A Chevez Goodwin layup after a Utah defensive breakdown pushed the lead back to 11 before free throws from Boogie Ellis and Isaiah White got it back to 14 with 9:00 left.

The rest of the second half took on a back-and-forth tone, Utah able to score, but unable to get enough stops to get over the hump. Finally, the Trojans closed the door.

Up 11, 6-foot-8 wing Drew Peterson hit a 3-pointer, and after Gabe Madsen hit one of his own, Peterson came back with one more triple to extend the Trojans back to a 14-point lead, 73-59, with 2:56 left.

Peterson finished with 23 points on 9-for-10 shooting, including 5-for-5 from 3-point range.

“That guy, he does everything,” Smith said. “He can guard anybody, he can play point guard, they can be small with him at the 4, and then he’s kind of a triple-double guy at the wing. I’m not saying he’s Scottie Pippen, but he has that kind of game.”

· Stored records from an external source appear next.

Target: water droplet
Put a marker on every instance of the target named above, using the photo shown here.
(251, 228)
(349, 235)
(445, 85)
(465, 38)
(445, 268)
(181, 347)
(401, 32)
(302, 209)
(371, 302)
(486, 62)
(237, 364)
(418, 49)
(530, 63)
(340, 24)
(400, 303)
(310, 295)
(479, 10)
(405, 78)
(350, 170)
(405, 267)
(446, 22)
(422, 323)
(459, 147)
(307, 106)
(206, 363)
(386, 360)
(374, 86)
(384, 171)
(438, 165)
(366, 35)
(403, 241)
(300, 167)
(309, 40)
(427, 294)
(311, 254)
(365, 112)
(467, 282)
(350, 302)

In a game between teams wanting to play in the halfcourt, USC did that better for most of the first half. Defensively, the Trojans, one of the biggest, longest teams in the nation, used those attributes to disrupt passing lanes and alter shots. At one point, the Utes went 4:54 without a point, shooting just 5 for 20 from the floor at the 5:48 mark of the first half.

On the other end, Utah was defending at a sufficient level, but USC began leaning on the Utes. When Peterson knocked down a 3-pointer from the left baseline, it gave the Trojans their largest lead of the afternoon to that point, 29-14, with 5:36 before halftime. Utah, though, hung tough.

The sharpshooting Madsen looked the part, scoring all 11 of his first-half points across the final 5:03 of the half.

A one-dribble pull-up jumper from just outside the lane brought the Utes to within eight with 1:36 before halftime. After the teams traded misses, Madsen’s third triple of the half, this one from the left wing, sent the Utes to the halftime locker room trailing, 35-30.

Madsen finished with a career-high 20 points on 6 for 12 from the floor and 5 for 11 from deep.